“Elegiac” is a term used to describe certain types of writing and can refer to two specific meters within poetry. As a general description, it often indicates a work that can be described as an “elegy,” which is often contemplative or mournful in tone and frequently. Though not always, it may be written for someone who has died. Within a classical context, the term “elegiac” refers to a couplet, two paired lines in a poem, that are written in dactylic meters. This same term in reference to an English poem often indicates a poem consisting of quatrains, four lines together, written in iambic pentameter.
A work that is described as “elegiac” in general terms typically indicates that it is an elegy. These types of works are often written for someone who has died, though this is not required, and usually take on an introspective tone. Such poems can be written in the memory of someone, mourning their passing, or simply as a work that contemplates the natural world in a way that is often more somber than celebratory.
There are also very specific forms of elegiac poetry that can be written or referred to, each with different but precise metrical structures. In classical writing, specifically Greek or Roman works, this form of poetry consists primarily of couplets. A couplet is a pair of lines together that often share an end rhyme and usually function as a complete stanza.
Both of the lines in a classical elegiac structure are written in dactylic meter. This refers to the feet of each line, which are simply groups of syllables that are considered together to form patterns within the work. A dactylic foot, or dactyl, consists of one long syllable followed by two short syllables, though in English this is changed to one stressed syllable and then two unstressed.
The first line of an elegiac couplet is written in dactylic hexameter, which means that the line consists of six feet that are each created as a dactyl. The word “hexameter” includes the prefix “hex-” which means “six,” indicating that the line has a meter of six feet, and “dactylic” describes those feet. The second line in the couplet is written in dactylic pentameter, which has only five feet, indicated by the “penta-” prefix, that each consist of a dactyl.

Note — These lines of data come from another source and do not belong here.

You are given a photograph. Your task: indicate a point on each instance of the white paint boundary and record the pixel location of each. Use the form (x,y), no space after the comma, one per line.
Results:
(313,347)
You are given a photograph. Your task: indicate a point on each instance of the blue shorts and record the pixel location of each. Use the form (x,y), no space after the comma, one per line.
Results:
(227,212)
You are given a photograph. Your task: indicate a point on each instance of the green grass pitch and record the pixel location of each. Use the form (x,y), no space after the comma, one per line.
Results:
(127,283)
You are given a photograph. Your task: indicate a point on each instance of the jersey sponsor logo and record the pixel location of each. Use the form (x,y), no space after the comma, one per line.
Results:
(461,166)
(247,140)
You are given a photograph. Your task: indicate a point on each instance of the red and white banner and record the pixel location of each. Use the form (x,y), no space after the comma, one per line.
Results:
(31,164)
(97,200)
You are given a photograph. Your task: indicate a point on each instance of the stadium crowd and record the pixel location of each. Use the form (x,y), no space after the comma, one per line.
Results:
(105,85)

In contrast to this, an English elegiac work is typically written as a quatrain in iambic pentameter. A quatrain is a stanza that consists of four lines and in this type of work they often have an alternating rhyme scheme; the first and third lines rhyme, as do the second and fourth. The word “iambic” describes a metrical structure in which each foot of the line consists of an “iamb,” which is a short syllable followed by a long or an unstressed syllable followed by a stressed. Iambic pentameter indicates five feet per line, and each foot consists of an iamb.